Come commentare questi eventi?
I sostenitori delle leggi che abbattono ogni barriera in difesa della vita potrebbero affermare che questi capi di Stato hanno dato prova di arroganza, ostacolando il dispiegarsi della volontà popolare.
Si tratterebbe però – a prescindere da ogni giudizio di merito sui temi bioetici – di un giudizio affrettato e superficiale.
In primo luogo, Henri del Lussemburgo e Vazquez non hanno effettuato “colpi di Stato”, ma si sono avvalsi delle loro prerogative costituzionali.
In uno Stato di diritto, infatti, il potere del Parlamento non è assoluto, ma regolato all'interno di una serie di contrappesi costituzionali, tra i quali quelli esercitati – nelle modalità previste dai diversi ordinamenti – dal Capo di Stato. Altrimenti, torneremmo al princeps legibus solutus, aggiornato alle forme di regimi in cui il parlamento è controllato dalla maggioranza parlamentare, controllata a sua volta dal partito o dai partiti che la esprimono, i quali troppo spesso rispondono a lobbies e poteri forti.

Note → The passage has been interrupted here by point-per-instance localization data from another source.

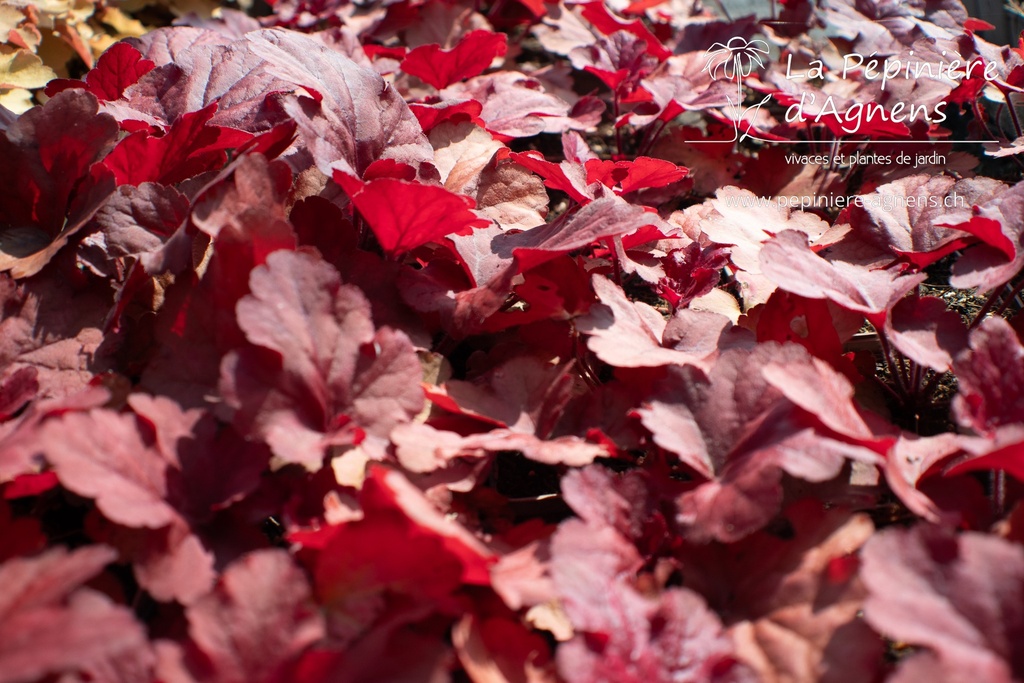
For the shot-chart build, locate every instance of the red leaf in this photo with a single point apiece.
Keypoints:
(623, 635)
(406, 215)
(632, 334)
(606, 23)
(790, 263)
(956, 594)
(258, 616)
(118, 68)
(49, 625)
(401, 560)
(794, 609)
(430, 116)
(470, 57)
(564, 176)
(906, 215)
(101, 455)
(51, 187)
(990, 378)
(606, 217)
(630, 176)
(190, 146)
(50, 326)
(315, 373)
(925, 331)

Anche in Italia il Presidente della Repubblica ha il potere (in passato già esercitato) di rinviare alle Camere una legge che ritiene in contrasto con i principî costituzionali.

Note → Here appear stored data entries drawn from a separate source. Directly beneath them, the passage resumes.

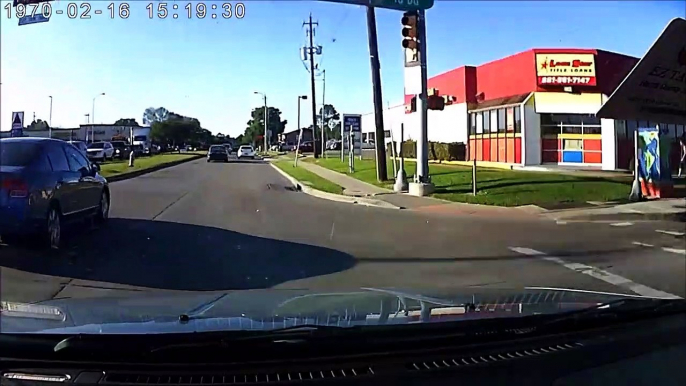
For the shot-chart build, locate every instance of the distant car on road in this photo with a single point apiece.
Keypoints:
(121, 149)
(100, 151)
(81, 146)
(246, 151)
(44, 184)
(217, 153)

Oppure questi contrappesi sono ammissibili solo finché non si frappongono alla “cultura della morte” e alle potenti lobbies che la sostengono?

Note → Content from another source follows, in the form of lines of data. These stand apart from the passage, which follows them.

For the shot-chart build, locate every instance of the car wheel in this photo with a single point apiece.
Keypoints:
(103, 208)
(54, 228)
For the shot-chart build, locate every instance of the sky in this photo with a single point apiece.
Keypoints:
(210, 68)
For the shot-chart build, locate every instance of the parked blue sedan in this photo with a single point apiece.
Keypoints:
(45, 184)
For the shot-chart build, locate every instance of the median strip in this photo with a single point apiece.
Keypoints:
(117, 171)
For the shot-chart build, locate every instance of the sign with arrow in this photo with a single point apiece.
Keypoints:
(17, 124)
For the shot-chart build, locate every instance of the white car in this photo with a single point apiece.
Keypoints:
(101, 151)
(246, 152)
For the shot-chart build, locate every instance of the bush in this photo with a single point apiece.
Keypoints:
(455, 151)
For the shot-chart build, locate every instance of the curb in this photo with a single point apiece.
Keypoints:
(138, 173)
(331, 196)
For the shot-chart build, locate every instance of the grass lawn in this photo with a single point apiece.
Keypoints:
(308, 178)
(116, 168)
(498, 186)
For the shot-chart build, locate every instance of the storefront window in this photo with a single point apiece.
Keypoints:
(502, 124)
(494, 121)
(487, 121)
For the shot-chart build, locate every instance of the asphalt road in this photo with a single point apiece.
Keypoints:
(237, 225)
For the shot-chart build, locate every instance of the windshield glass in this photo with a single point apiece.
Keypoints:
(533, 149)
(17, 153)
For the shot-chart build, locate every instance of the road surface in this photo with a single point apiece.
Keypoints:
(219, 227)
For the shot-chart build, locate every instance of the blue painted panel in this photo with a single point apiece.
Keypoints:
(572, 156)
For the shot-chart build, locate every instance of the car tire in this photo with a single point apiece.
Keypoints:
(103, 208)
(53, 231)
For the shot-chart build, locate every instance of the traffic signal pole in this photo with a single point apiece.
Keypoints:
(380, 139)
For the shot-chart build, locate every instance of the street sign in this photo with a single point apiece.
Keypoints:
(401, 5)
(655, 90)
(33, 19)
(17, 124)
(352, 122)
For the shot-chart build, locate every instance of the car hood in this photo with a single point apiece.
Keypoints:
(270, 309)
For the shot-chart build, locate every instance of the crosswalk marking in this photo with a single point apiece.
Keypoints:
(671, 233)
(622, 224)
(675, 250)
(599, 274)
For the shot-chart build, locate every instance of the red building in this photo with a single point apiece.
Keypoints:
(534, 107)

In secondo luogo, va evidenziato che i Capi di Stato di Lussemburgo e Uruguay non hanno compiuto scelte facili e comode, ma hanno messo in gioco se stessi. Il Granduca mette a repentaglio il ruolo istituzionale della sua casata; il presidente Vazquez si assume il rischio di pagare un alto prezzo politico, rinnovando il coraggio già dimostrato contro la dittatura militare.
In terzo luogo, è priva di fondamento ogni accusa di voler imporre alla società personali convinzioni religiose. Lo attesta, come abbiamo visto, la posizione di Vazquez. Ma anche nel caso del Granduca l’appello alla propria coscienza cristiana non serve a imporre valori strettamente religiosi, ma a illuminare valori (diritto alla vita) che hanno piena dignità laica.
Infine, bisogna ribadire che, anche di fronte all’esercizio “dovuto” di poteri pubblici, non deve mai essere sacrificata la libertà di coscienza (e il collegato diritto all’obiezione di coscienza). Va sottolineata l’inaccettabile contraddizione del relativismo etico: mentre rivendica assoluta libertà di scelta nei comportamenti individuali, pretende di delegare alla sfera pubblica l’esercizio della coscienza morale, sostenendo che ogni scelta sarebbe moralmente lecita e doverosa per il semplice fatto di essere sancita da una maggioranza democratica.
In realtà, come abbiamo ampiamente evidenziato nell’articolo sul diritto naturale, la democrazia è una semplice “forma” delle decisioni pubbliche. Una forma insostituibile, certo, ma che non esonera la società (come vorrebbe il positivismo giuridico) dall’impegno di approvare norme fondate su criterî di giustizia e, soprattutto, sul rispetto dei diritti naturali inalienabili della persona umana. La soppressione delle persone più deboli (il bambino non nato con l’aborto, il malato grave o l'handicappato o l'anziano con l’eutanasia) è il tradimento della democrazia.
Spetta a noi tutti, nell’ambito del confronto democratico, riaffermare la necessità di tutelare i valori fondamentali. Per fortuna, esistono ancora uomini di Stato che condividono questo impegno e non hanno tacitato le loro coscienze.